Graz woman fined after half a million fermented plums smuggled into Austria

Austrian customs officials have been working on a somewhat unusual case recently. Between 2016 and 2018, an international Chinese gang smuggled over 465,000 fermented plums from Shanghai to Austria via London. Their main customer, an ethnic Chinese woman from Graz, then sold the bulk of the plums on via her website. On 10 February, she was provisionally convicted of tax evasion at Graz Regional Court, and ordered to pay hefty fines. Commenting on the case, Austrian Minister of Finance Magnus Brunner noted that:

"In this case, the defendant evaded around 100,000 euros of taxes and duties. The court ruling has imposed a fine amounting to over 400,000 euros. This is another example of the ability of Austria's customs authorities to conduct international investigations in order to protect honest businesspeople and consumers alike."
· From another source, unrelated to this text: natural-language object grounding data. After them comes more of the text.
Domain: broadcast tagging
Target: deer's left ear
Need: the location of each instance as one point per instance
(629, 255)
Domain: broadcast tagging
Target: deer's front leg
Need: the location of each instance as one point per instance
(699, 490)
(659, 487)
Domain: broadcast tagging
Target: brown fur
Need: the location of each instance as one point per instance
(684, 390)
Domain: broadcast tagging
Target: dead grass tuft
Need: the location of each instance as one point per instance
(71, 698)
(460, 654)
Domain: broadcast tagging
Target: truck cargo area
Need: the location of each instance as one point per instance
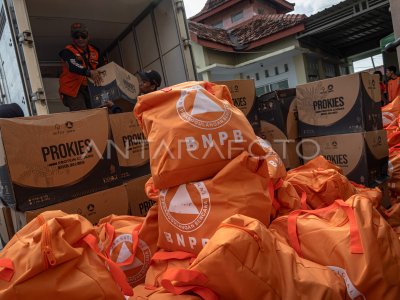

Offender triggered the investigation herself

Strangely, the offender herself was the one who triggered the initial investigation, when she reported a competitor who was buying the plums directly from the Chinese gang, rather than using her business as an intermediary. In making her complaint, the defendant revealed a great deal of inside knowledge of the gang's international activities, This immediately aroused the suspicions of customs officers, who initiated an investigation. This investigation went on to establish that the woman had for years been using the very same illegal distribution network she was now accusing her competitor of exploiting.

The gang had developed an ingenious method of smuggling the goods. The plums would first be flown from Shanghai to London Heathrow, where they would be picked up by the group's accomplices and falsely declared to UK customs officials as "low-value clothing." This false declaration meant the consignment was not subjected to UK customs duty. Once the plums cleared customs, they were handed to an express courier service, which transported them to Austria duty-free as if they were EU products. The plums were then picked up by the Graz-based entrepreneur, who was the main customer for the shipment. She proceeded to sell the fruit on to other businesses and end consumers, despite being well aware that the goods had evaded Austrian tax and customs.